RESPOSTA: Vejamos: a) entre 20 de agosto de 2015 e 31 de dezembro do mesmo ano, a pena do crime era de 2 a 5 anos (só pode ser lei temporária, pois já definiu até o dia em que perderia a vigência; b) no dia 20 de dezembro de 2015, durante a vigência da pena de 2 a 5 anos, João praticou o crime; c) cessada a lei temporária, em março de 2016, João foi denunciado. A pergunta é: lei temporária é aplicada caso a denúncia seja oferecida após a sua vigência, embora o crime tenha ocorrido enquanto ainda vigente? A resposta é sim. Veja o exemplo da teratológica Lei Geral da Copa, que criminalizava quem praticasse determinadas condutas contrárias aos interesses econômicos da FIFA. Embora a sua vigência tenha perdurado até o dia 31 de dezembro de 2014 (art. 36), não haveria óbice à denúncia em momento posterior (por exemplo, no dia 30 de janeiro de 2015), exceto, é claro, pela futura prescrição. Portanto, correta a alternativa B.

05. (XIX Exame de Ordem) Durante uma operação em favela do Rio de Janeiro, policiais militares conseguem deter um jovem da comunidade portando um rádio transmissor. Acreditando ser o  mesmo integrante do tráfico da comunidade, mediante violência física, os policiais exigem que ele indique o local onde as drogas e as armas estavam guardadas. Em razão das lesões sofridas, o jovem vem a falecer. O fato foi descoberto e os policiais disseram que ocorreu um acidente, porquanto não queriam a morte do rapaz por eles detido, apesar de confirmarem que davam choques elétricos em seu corpo molhado com o fim de descobrir o esconderijo das drogas. Diante desse quadro, que restou integralmente provado, os policiais deverão responder pelo crime de

A) lesão corporal seguida de morte.
B) tortura qualificada pela morte com causa de aumento.
C) homicídio qualificado pela tortura.
D) abuso de autoridade.

RESPOSTA: Acredito que a maioria fique em dúvida entre as alternativas B e C, afinal, está na cara que houve tortura. O que faz a diferença na hora de escolher a resposta é a motivação dos policiais, que empregaram violência para arrancar informações da vítima, hipótese prevista no art. 1º, I, a, da Lei n. 9.455/97, que trata do crime de tortura. Como a vítima morreu, trata-se de tortura qualificada (art. 1º, § 3º). Ademais, há causa de aumento de pena por ter sido praticado o delito por agentes públicos (art. 1º, § 4º, I). Questão de alta complexidade. Correta a alternativa B.

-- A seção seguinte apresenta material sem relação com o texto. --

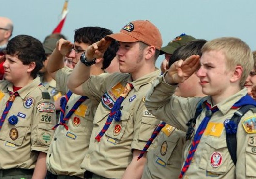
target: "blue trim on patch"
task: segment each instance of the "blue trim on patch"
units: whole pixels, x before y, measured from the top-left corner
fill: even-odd
[[[18,116],[22,118],[24,118],[26,117],[26,114],[23,114],[21,112],[19,112],[17,115]]]

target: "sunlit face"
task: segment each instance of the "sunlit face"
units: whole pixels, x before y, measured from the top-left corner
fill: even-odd
[[[15,85],[27,76],[29,65],[23,65],[15,56],[6,55],[6,58],[3,63],[5,78]]]
[[[200,79],[202,92],[206,95],[212,97],[228,96],[233,71],[227,68],[226,60],[220,51],[203,53],[200,59],[201,66],[196,75]]]
[[[138,72],[144,63],[143,50],[140,50],[139,42],[119,42],[119,45],[117,55],[120,71],[132,74]]]
[[[84,43],[78,43],[75,42],[74,44],[73,48],[71,49],[70,53],[68,57],[72,59],[72,66],[73,68],[80,60],[80,57],[83,53],[84,53],[89,45]]]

06. (XIX Exame de Ordem) Patrício, ao chegar em sua residência, constatou o desaparecimento de um relógio que havia herdado de seu falecido pai. Suspeitando de um empregado que acabara de contratar para trabalhar em sua casa e que ficara sozinho por todo o dia no local, Patrício registrou o fato na Delegacia própria, apontando, de maneira precipitada, o empregado como autor da subtração, sendo instaurado o respectivo inquérito em desfavor daquele “suspeito”. Ao final da investigação, o inquérito foi arquivado a requerimento do Ministério Público, ficando demonstrado que o indiciado não fora o autor da infração. Considerando que Patrício deu causa à instauração de inquérito policial em desfavor de empregado cuja inocência restou demonstrada, é correto afirmar que o seu comportamento configura

A) fato atípico.
B) crime de denunciação caluniosa dolosa.
C) crime de denunciação caluniosa culposa.
D) calúnia.

RESPOSTA: Cuidado: só há a ocorrência do crime quando o agente tem certeza de que o acusado é inocente. Caso contrário, ninguém mais registraria ocorrência policial por receio de uma sentença absolutória do suspeito. Correta a alternativa A.